EU-Kommission konsultiert zu Leitlinien zum Behinderungsmissbrauch
Missbrauchskontrolle
Marktbeherrschung
Behinderungsmissbrauch
Leitlinien
PM und Konsultationsdokument zum Herunterladen am Ende (in verschiedenen Sprachen): 2024 article 102 guidelines – European Commission (europa.eu) mit dem Kon
Die EU-Kommission hat am 1. August 2024 den Entwurf von Leitlinien zu Art. 102 AEUV über den Missbrauch einer marktbeherrschenden Stellung durch Behinderungsmissbrauch veröffentlicht. Sie bittet dazu um Rückmeldungen bis zum 31. Oktober 2024. Die Kommission plant derzeit, die Leitlinien im Laufe des Jahres 2025 fertigzustellen. Nach Verabschiedung der neuen Leitlinien soll die 2008 veröffentlichte Mitteilung zu den Durchsetzungsprioritäten zurückgezogen werden.

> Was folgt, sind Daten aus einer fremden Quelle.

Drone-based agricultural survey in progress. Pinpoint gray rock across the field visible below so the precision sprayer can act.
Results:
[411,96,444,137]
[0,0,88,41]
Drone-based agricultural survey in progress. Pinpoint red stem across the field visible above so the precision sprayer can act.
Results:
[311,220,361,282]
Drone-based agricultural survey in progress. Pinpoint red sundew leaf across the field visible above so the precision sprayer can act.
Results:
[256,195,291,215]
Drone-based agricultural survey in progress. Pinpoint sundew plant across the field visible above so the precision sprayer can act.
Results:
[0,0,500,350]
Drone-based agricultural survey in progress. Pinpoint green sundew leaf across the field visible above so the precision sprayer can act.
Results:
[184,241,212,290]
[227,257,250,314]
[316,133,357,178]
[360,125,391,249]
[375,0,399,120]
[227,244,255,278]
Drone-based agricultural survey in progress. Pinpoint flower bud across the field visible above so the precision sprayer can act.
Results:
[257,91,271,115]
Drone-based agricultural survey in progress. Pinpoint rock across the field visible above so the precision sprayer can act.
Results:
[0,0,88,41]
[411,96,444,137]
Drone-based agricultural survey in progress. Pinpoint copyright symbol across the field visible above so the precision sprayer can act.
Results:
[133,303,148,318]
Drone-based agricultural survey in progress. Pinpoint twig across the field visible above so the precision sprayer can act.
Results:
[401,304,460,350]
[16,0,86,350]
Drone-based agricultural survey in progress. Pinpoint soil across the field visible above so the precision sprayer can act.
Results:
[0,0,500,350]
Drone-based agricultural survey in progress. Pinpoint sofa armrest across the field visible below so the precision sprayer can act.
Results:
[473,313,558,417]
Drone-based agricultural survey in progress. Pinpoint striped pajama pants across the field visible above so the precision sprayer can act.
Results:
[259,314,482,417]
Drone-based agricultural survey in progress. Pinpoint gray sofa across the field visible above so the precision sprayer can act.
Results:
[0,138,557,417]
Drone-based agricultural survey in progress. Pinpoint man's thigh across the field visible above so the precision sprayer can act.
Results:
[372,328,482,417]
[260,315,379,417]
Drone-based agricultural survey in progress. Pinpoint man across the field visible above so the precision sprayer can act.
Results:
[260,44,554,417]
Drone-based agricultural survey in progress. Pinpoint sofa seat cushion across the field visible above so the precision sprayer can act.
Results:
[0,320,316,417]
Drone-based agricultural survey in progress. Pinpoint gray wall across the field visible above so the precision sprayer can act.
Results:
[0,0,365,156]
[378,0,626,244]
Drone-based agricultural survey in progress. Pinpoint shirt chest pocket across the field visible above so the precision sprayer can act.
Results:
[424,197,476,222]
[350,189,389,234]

Die Kommission will mit den Leitlinien künftig mehr Klarheit und Vorhersehbarkeit in Bezug auf den allgemeinen Prüfungsrahmen für Fälle von Behinderungsmissbrauch durch Unternehmen in marktbeherrschender Stellung schaffen. Sie sollen die Rechtssicherheit bei der Rechtsanwendung erhöhen und die Rechtsprechung der EU-Gerichte sowie die umfangreichen Erfahrungen der Kommission bei der Durchsetzung von Artikel 102 AEUV widerspiegeln.
Hintergrund:
Bislang gibt es keine Leitlinien zur näheren Erläuterung des Anwendungsbereichs von Art. 102 AEUV. Die Kommission hatte lediglich 2008 ihre Durchsetzungsprioritäten in diesem Bereich in Form einer Mitteilung veröffentlicht und im März 2023 aktualisiert. Der Leitlinienentwurf enthält insbesondere Orientierungshilfen zu verschiedenen Fragen im Zusammenhang mit Behinderungsmissbrauch durch marktbeherrschende Unternehmen, unter anderem:
- zum Zweck der Durchsetzung des Wettbewerbsrechts und zum Konzept des Verbraucherwohls im EU-Recht, auch in Bezug auf Behinderungsmissbrauch
- zu den wichtigsten Grundsätzen für die Beurteilung einer alleinigen und einer kollektiven marktbeherrschenden Stellung
- zur Anwendung allgemeiner Grundsätze für die Feststellung, ob ein Verhalten eines marktbeherrschenden Unternehmens wahrscheinlich einen Missbrauch darstellt, und insbesondere zu den Begriffen „Leistungswettbewerb“ und „Verdrängungswirkungen“
- zu den erforderlichen Beweisen. Es wird unterschieden zwischen: i) Kategorien von Verhaltensweisen, für die der Nachweis erbracht werden muss, dass sie Verdrängungswirkungen entfalten können, ii) Kategorien von Verhaltensweisen, die ein hohes Potenzial haben, zu Verdrängungswirkungen zu führen, und iii) reinen Beschränkungen, die automatisch zu Verdrängungswirkungen führen
- zum materiellrechtlichen Maßstab für die Feststellung von Verdrängungswirkungen;
- zum Analyserahmen für bestimmte Verhaltensweisen marktbeherrschender Unternehmen. Es wird unterschieden zwischen: 1.) Verhaltensweisen, die spezifischen, in der EU-Rechtsprechung verankerten rechtlichen Prüfungen unterliegen (d. h. Ausschließlichkeitsbindungen, Kopplung und Bündelung, Lieferverweigerung, Verdrängungspreise und Kosten-Preis-Schere), und 2.) Verhaltensweisen, die keinen spezifischen rechtlichen Prüfungen unterliegen (d. h. bedingte Rabatte, Bündel- oder Paketrabatte, Selbstbevorzugung und Zugangsbeschränkungen);
- zu den allgemeinen Grundsätzen für die Beurteilung objektiver Rechtfertigungen, die das beherrschende Unternehmen vorbringen kann.